Right when I found out Jaden was allergic to dairy my heart sank. No parent wants their child to have any kind of food allergy. It makes feeding them harder. It makes it harder for them at school, parties, friend’s house, restaurants, etc.
But it is manageable. You get used to it. You find a way. You make it work for you and your child.
Unfortunately, about 90 percent of Jaden’s diet was dairy. My child lived on macaroni and cheese, Greek yogurt, chocolate chip buttermilk pancakes, spaghetti with parmesan cheese, bagels with cream cheese, ice cream, etc.
I knew the switch to dairy-free would be difficult but something we could learn to do. Fortunately, we have always drank almond milk, so we just had to find a dairy-free cereal.
It’s so important to check labels because there is dairy in so many foods. The pancake mix my son loved had dairy. Bagels and breads have dairy. Cereal has dairy. Granola bars have dairy. Ice cream, pudding, mac and cheese, cream cheese, pretzels, yogurt, soups, cereal, oatmeal.
Dairy, dairy, dairy.
And dairy goes by many other names besides just “dairy.” I needed to check every food label for things like casein, caseinate, whey, lactose, lactoglobulin, lactalbumin and many more.
Fortunately, eggs do not fall into the dairy category. This is often a misconception that if you can’t eat dairy then you can’t eat eggs, but that is not true. It is true that some people are allergic to eggs but luckily Jaden is not one of them.
So, what does Jaden actually eat? That was the hard part. He is already picky as it is and having a dairy allergy made it that much harder.
His favorite breakfast is pancakes or waffles so I was able to find a dairy-free pancake mix and Enjoy Life makes wonderful dairy-free chocolate chips. Fruit is always great at breakfast as long as it isn’t pineapple or watermelon. Or cereal with almond or soy milk.

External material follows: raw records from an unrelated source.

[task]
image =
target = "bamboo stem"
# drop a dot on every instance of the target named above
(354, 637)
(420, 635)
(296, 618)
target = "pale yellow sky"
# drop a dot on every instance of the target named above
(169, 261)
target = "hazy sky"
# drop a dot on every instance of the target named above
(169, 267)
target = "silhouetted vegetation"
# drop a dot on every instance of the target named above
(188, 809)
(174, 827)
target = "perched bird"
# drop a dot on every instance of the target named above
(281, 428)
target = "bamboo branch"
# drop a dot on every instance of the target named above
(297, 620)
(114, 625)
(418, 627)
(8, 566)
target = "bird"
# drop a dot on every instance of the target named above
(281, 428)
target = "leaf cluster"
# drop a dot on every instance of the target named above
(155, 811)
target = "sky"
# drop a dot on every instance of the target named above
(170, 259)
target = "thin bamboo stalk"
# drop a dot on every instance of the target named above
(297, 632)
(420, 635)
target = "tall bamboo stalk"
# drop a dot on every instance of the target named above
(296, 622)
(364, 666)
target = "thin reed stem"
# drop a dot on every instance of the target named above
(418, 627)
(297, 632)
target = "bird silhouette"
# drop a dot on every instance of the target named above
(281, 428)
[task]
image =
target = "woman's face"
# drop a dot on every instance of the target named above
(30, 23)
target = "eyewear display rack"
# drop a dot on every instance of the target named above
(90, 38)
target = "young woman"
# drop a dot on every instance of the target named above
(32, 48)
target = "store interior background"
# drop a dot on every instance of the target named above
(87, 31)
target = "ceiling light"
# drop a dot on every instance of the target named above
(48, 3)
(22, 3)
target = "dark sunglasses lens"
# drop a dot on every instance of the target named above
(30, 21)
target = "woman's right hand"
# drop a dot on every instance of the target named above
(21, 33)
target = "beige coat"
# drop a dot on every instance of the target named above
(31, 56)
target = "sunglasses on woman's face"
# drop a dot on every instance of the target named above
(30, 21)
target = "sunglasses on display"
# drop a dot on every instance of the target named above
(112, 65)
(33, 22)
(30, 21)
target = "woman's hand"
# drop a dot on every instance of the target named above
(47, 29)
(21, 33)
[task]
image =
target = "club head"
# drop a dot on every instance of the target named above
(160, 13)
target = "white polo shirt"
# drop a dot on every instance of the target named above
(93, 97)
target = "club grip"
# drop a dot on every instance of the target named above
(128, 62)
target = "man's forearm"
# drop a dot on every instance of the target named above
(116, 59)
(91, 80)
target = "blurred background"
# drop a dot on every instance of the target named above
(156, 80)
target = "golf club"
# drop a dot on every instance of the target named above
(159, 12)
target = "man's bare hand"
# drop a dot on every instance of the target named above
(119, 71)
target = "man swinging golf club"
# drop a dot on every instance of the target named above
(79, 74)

His snacks at school usually consist of Skinny Pop popcorn, crackers, apple slices or organic fruit snacks.
School lunches have been the biggest challenge. Normally, he would eat a mini bagel and cream cheese every day but without cream cheese, he won’t touch the bagel. I bought a Thermos and have been packing him noodles with dairy-free butter, hard boiled eggs, soup that doesn’t contain dairy, fruit, carrot sticks, jello, crackers, etc.
Dinners have also been a challenge too because Jaden isn’t a big meat eater. He’ll eat some chicken or a burger without cheese. He also likes orange chicken with brown rice or more noodles with dairy free butter.

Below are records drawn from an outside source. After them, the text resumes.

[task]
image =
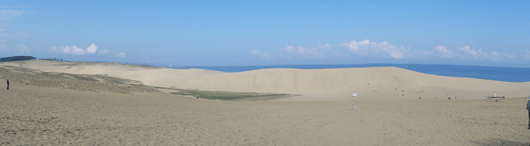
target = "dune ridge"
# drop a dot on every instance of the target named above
(312, 84)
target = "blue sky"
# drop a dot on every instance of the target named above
(491, 33)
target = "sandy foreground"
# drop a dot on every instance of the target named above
(76, 110)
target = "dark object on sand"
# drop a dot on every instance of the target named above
(528, 108)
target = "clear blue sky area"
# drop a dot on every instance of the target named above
(490, 33)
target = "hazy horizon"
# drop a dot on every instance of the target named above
(235, 33)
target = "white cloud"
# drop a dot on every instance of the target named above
(92, 49)
(443, 52)
(103, 51)
(262, 55)
(76, 50)
(7, 36)
(9, 15)
(367, 47)
(121, 55)
(325, 46)
(23, 48)
(527, 54)
(479, 54)
(303, 51)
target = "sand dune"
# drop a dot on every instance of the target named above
(63, 103)
(311, 84)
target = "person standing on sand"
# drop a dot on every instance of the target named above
(528, 108)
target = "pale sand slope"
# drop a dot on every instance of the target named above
(35, 115)
(311, 84)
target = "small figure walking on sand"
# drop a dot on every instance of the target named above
(528, 108)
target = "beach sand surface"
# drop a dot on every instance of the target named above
(34, 114)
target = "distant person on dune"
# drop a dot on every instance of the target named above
(528, 108)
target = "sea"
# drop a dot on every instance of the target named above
(506, 74)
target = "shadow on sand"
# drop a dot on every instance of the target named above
(498, 142)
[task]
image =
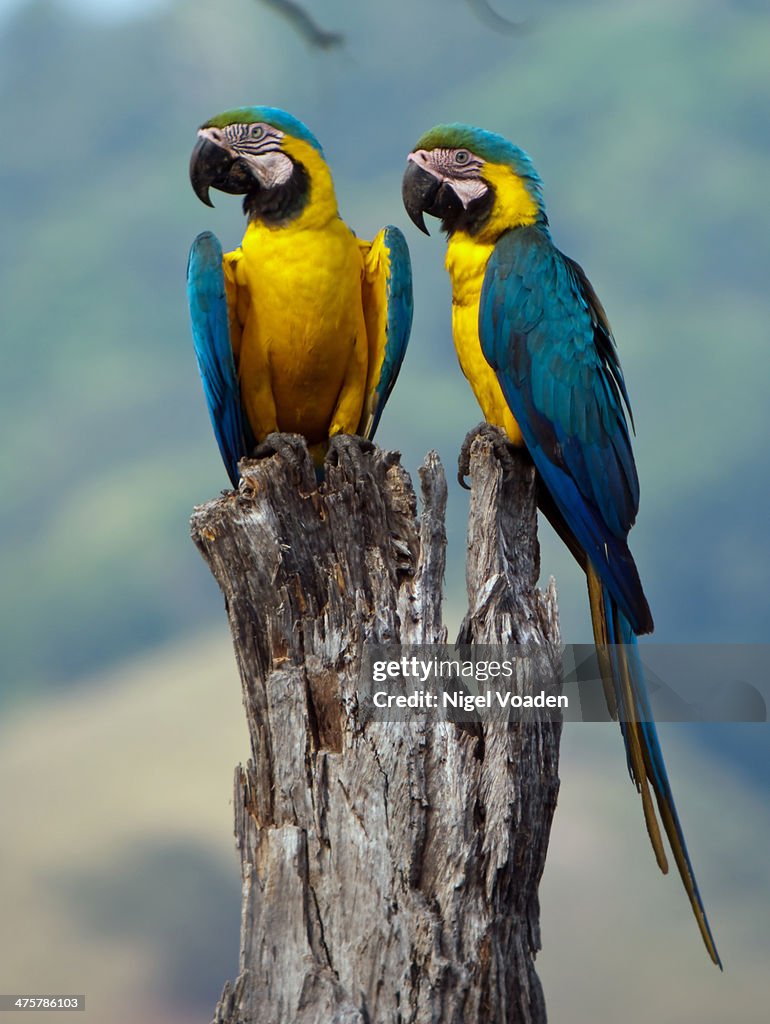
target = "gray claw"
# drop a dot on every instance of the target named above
(500, 443)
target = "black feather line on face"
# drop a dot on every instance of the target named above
(283, 203)
(471, 218)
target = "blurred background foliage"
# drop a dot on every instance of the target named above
(648, 124)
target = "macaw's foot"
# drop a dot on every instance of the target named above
(352, 449)
(290, 446)
(500, 443)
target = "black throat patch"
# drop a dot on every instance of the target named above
(471, 218)
(284, 203)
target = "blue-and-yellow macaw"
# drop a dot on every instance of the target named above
(536, 345)
(302, 329)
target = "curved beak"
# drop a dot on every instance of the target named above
(214, 166)
(424, 193)
(419, 190)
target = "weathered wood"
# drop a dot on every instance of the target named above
(390, 870)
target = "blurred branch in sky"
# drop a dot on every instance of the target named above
(305, 26)
(485, 13)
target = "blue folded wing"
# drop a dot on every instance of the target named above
(211, 338)
(545, 334)
(388, 308)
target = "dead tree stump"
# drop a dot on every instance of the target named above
(390, 870)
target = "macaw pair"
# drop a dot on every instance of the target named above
(303, 330)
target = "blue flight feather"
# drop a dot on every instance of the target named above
(398, 320)
(211, 338)
(545, 334)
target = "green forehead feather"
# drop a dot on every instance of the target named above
(486, 144)
(268, 115)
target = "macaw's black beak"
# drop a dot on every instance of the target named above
(213, 166)
(424, 193)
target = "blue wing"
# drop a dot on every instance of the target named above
(388, 308)
(546, 335)
(211, 338)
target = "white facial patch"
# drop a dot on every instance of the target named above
(467, 188)
(271, 169)
(459, 168)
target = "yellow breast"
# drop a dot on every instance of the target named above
(302, 320)
(466, 263)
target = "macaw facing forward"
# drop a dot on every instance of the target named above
(302, 329)
(536, 345)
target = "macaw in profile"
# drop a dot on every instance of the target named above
(536, 345)
(301, 330)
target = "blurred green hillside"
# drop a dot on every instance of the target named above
(120, 879)
(648, 124)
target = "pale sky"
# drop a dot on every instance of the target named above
(99, 8)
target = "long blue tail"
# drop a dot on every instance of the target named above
(628, 699)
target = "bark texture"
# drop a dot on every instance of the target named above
(390, 870)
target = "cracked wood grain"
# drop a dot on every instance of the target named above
(390, 870)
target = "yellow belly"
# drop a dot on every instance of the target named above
(302, 328)
(466, 262)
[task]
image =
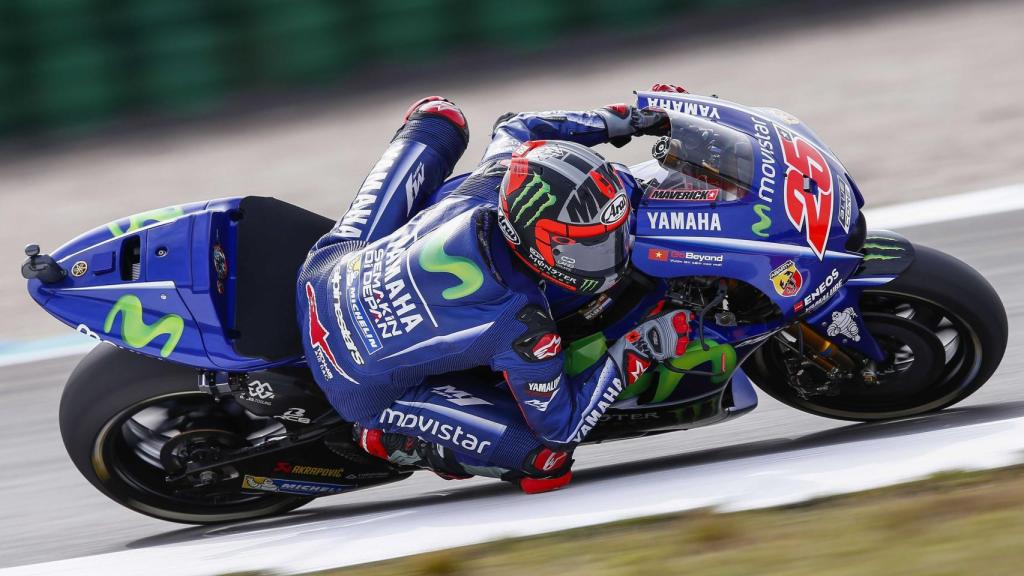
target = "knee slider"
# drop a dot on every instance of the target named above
(545, 462)
(441, 108)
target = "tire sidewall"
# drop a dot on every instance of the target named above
(110, 381)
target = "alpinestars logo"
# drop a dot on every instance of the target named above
(259, 389)
(458, 397)
(548, 460)
(548, 346)
(317, 337)
(530, 201)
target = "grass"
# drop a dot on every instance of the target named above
(950, 524)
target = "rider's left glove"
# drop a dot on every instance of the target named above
(625, 121)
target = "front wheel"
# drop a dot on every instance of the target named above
(123, 416)
(943, 328)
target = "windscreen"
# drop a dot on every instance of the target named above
(701, 160)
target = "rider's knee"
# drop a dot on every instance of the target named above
(439, 124)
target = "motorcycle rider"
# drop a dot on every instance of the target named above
(394, 298)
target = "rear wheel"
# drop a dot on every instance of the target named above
(128, 421)
(943, 328)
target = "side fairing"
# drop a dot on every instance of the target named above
(159, 283)
(786, 236)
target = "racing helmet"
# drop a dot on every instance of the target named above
(564, 211)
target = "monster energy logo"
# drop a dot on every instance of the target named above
(136, 221)
(764, 222)
(433, 258)
(538, 198)
(136, 333)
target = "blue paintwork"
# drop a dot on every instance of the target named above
(183, 281)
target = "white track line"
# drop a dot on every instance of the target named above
(754, 482)
(945, 208)
(919, 212)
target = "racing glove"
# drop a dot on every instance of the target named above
(669, 88)
(664, 335)
(624, 122)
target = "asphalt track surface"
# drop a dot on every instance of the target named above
(904, 129)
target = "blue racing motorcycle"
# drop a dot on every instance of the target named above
(199, 407)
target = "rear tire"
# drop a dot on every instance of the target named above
(107, 388)
(938, 285)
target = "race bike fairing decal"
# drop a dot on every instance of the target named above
(808, 212)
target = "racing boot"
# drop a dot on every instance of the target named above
(545, 470)
(407, 451)
(441, 108)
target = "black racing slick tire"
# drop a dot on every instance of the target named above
(108, 388)
(938, 309)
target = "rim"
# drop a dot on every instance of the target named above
(934, 356)
(140, 447)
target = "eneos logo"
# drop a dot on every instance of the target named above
(808, 212)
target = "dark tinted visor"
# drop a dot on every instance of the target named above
(597, 256)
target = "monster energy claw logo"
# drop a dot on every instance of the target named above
(136, 221)
(136, 333)
(538, 197)
(433, 258)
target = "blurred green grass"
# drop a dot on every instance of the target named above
(949, 524)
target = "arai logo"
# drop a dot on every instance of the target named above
(615, 209)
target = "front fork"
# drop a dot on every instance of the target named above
(839, 326)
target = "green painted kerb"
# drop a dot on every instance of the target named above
(433, 258)
(136, 333)
(136, 221)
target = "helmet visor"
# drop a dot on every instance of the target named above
(602, 255)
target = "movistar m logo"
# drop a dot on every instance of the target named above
(136, 333)
(531, 200)
(433, 258)
(764, 222)
(136, 221)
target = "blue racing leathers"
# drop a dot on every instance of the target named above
(392, 306)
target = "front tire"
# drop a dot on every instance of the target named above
(105, 437)
(945, 329)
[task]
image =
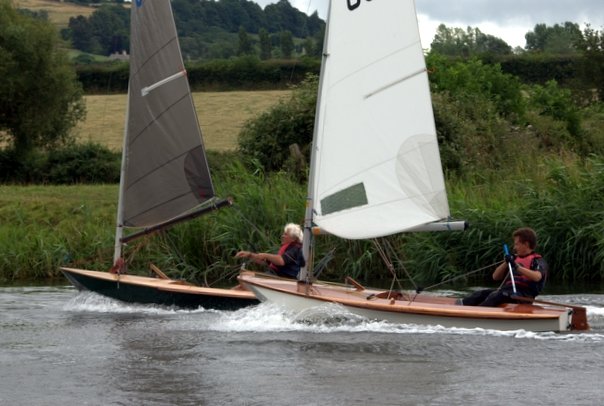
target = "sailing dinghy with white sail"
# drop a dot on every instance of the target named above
(165, 177)
(376, 171)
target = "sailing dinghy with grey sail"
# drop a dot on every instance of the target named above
(165, 178)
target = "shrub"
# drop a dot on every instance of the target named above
(268, 137)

Whole Foods sells an amazing dairy-free macaroni and cheese that he loves. It actually looks and tastes just like normal macaroni and cheese.

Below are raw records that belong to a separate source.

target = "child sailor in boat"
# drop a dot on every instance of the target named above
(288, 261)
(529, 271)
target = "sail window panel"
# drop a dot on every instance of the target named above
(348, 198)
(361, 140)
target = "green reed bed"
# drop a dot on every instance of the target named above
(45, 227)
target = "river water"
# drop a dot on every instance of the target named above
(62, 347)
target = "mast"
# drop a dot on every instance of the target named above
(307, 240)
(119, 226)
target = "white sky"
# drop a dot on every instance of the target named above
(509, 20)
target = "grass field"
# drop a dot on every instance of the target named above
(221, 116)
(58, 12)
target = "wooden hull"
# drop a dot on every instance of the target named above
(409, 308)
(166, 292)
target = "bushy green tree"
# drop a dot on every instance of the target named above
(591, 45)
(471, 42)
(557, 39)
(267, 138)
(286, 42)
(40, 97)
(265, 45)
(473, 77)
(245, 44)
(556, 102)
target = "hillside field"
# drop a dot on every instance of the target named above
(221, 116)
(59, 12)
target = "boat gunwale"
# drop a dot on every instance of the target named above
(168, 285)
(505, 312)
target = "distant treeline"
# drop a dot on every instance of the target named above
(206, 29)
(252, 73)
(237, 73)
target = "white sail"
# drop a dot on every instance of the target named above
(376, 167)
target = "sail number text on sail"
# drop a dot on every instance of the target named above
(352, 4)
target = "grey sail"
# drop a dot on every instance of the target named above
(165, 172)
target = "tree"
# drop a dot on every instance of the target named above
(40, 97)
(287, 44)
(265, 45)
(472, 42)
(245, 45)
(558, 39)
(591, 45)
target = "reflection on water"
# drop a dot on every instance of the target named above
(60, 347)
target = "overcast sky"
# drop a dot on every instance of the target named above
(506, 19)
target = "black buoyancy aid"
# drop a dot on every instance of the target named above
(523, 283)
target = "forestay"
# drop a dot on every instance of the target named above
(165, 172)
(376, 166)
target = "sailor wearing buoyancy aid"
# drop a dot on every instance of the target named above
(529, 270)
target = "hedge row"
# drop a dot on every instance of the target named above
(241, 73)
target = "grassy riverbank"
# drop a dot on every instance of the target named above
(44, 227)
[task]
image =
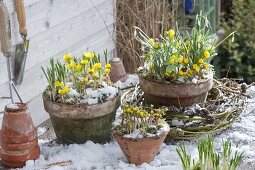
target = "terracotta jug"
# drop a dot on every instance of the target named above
(138, 151)
(118, 71)
(18, 136)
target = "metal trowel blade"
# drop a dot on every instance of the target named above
(20, 61)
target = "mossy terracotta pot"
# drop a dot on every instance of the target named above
(138, 151)
(78, 123)
(118, 71)
(179, 95)
(18, 137)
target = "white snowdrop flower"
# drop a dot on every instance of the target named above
(194, 80)
(233, 38)
(174, 50)
(206, 22)
(199, 23)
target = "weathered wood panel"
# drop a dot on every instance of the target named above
(56, 27)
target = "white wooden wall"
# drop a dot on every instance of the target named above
(56, 27)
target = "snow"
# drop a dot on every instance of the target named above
(41, 130)
(109, 156)
(93, 96)
(136, 134)
(99, 95)
(131, 81)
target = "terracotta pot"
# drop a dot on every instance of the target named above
(18, 137)
(77, 123)
(118, 71)
(138, 151)
(177, 95)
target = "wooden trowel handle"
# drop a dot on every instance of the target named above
(5, 30)
(20, 8)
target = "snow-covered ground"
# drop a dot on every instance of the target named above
(109, 156)
(131, 81)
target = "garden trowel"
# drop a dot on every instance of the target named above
(20, 49)
(6, 45)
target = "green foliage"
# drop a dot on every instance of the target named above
(77, 74)
(177, 57)
(146, 119)
(208, 158)
(237, 59)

Having a child with food allergies can be tough and sometimes require a little extra time when planning meals, but it’s something that you get used to. It’s a great way to try new foods and see what your child likes.
There are tons of resources out there for people with food allergies. There are websites dedicated to listing brands that contain dairy, eggs, wheat, gluten, etc. There are websites with great recipes that don’t contain common food allergens. And some grocery stores, like Whole Foods, will even give you a tour of the store and help you learn about what foods are safe to eat.
In our house, we look at Jaden’s dairy allergy as a challenge and an adventure. We have fun trying out different dairy free ice creams and yogurts to see which one is the best. I have him help me look at food labels to see if a product contains dairy. I don’t ever try to make him feel deprived and I always try to find an alternative for him for special treats at school, birthdays and family gatherings.
Having a child with food allergies can be difficult at times, but you have to remember that you are doing what’s best for your child.
Do your children have any food allergies?